Statalist


[Date Prev][Date Next][Thread Prev][Thread Next][Date index][Thread index]

Re: st: Using 2 stage Heckmen Sample Selection with Lags in STATA


From   "Seema Bhatia" <ler02sb@reading.ac.uk>
To   <statalist@hsphsun2.harvard.edu>
Subject   Re: st: Using 2 stage Heckmen Sample Selection with Lags in STATA
Date   Thu, 2 Aug 2007 16:17:32 +0100

Dear Austin

To answer you questions on non random data - I did ANOVA for the data and
that revealed that this pattern is non random. I know that endogeneity is a
problem, however, for me missing values is a greater problem and therefore
endogeniety has taken a back seat - there is enough complication within my
dataset to be able to deal a few problems at a time. Therefore although I
agree with you on the use of IV, it is the Heckman Sample Selection that is
priority. To be honest, how many pure exogenous instruments are out there
anyway? There is a lot of debate in trade literature about these models and
the current methodology seems to be best suited for the analysis.

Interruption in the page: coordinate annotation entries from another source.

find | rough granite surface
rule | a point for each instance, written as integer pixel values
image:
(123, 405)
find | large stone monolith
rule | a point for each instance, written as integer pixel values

It has been suggested to me that I use lags in order to take care of the
endogeniety issue but right now I will leave that a while too while I work
out other issues.

As far as the Hausman test goes, I used the same model that I intend to use
in my analysis (bilateral trade as a function of gdps, populations,
distance, contiguity, membership of agreements, infrastructure indices etc)
and tested for fixed effects, then random effects. therefore

xtreg dependentvar independentvar1 independentvar2 independentvar3 ... , fe
then
xtreg dependentvar independentvar1 independentvar2 independentvar3 ... , re

having stored both these, i went on to do the hausman test and got an
insignificant P-value, therefore justifying the use of random effects model.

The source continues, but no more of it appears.